A: Students may apply for multiple scholarships.  Faculty may choose to write one letter and have it
apply toward both scholarships.   Just be sure to provide the professor enough information about you that they can address your qualifications for both of the scholarships.  Sometimes faculty wishes to emphasize different points for different scholarships and submit individual letters for each scholarship. That is fine too.  

Students may also apply for scholarships through the IUPUI Office of Student Scholarships paper application and for scholarships/awards handled by individual Liberal Arts departments.  Students must abide by those deadlines.  Faculty does NOT have an extension on letters for those scholarships and they should be directed to the office handling that scholarship/award.

Q: If my professor gives me my Letter of Recommendation, who do I give it to?

A: Professors should be submitting the letters of recommendation directly to the Scholarship Manager.

Q: What should be included in the Letter of Recommendation?

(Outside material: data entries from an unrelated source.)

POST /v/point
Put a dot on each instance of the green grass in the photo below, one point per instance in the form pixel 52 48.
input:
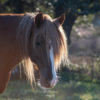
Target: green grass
pixel 21 90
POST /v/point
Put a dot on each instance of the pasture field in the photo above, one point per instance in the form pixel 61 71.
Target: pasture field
pixel 21 90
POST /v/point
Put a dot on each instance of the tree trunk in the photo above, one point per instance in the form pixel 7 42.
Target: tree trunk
pixel 68 24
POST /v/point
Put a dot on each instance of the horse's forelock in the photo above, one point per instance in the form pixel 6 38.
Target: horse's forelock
pixel 59 42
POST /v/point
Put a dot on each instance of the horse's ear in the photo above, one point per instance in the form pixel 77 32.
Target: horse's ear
pixel 60 19
pixel 39 19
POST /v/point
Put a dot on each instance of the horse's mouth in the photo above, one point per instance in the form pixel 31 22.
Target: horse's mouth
pixel 42 82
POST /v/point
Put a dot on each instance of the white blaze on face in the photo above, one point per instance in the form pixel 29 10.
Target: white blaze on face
pixel 54 79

A: Most faculty have experience writing letters of recommendation, however they may require an appointment with a student prior to agreeing to write the letter of recommendation.  You should always agree to such a meeting or request and be prepared.  The faculty will want to know which scholarships you are applying for and why you believe you are a good candidate for that/those scholarship/s.  You need to have descriptions of the scholarships (make the faculty member’s role easy by highlighting for them the focus of the scholarship, especially any specific criteria), have a copy of your essay or project description, your transcript and/or your resume. 

Study abroad - the letter needs to highlight your preparation for the program (courses taken, skills developed, etc.) and why you would be a good representative of the campus/school/department while in the program.

Project-based scholarship - the letter should demonstrate that you and the faculty have discussed the project, have a common understanding of the content of the project, and the faculty letter should highlight why the faculty member thinks you are an excellent candidate to undertake that project.

Service learning scholarships – the letter should demonstrate that the faculty member is aware of your prior service experience and that you have expressed to them what you found valuable and what you have learned from your service.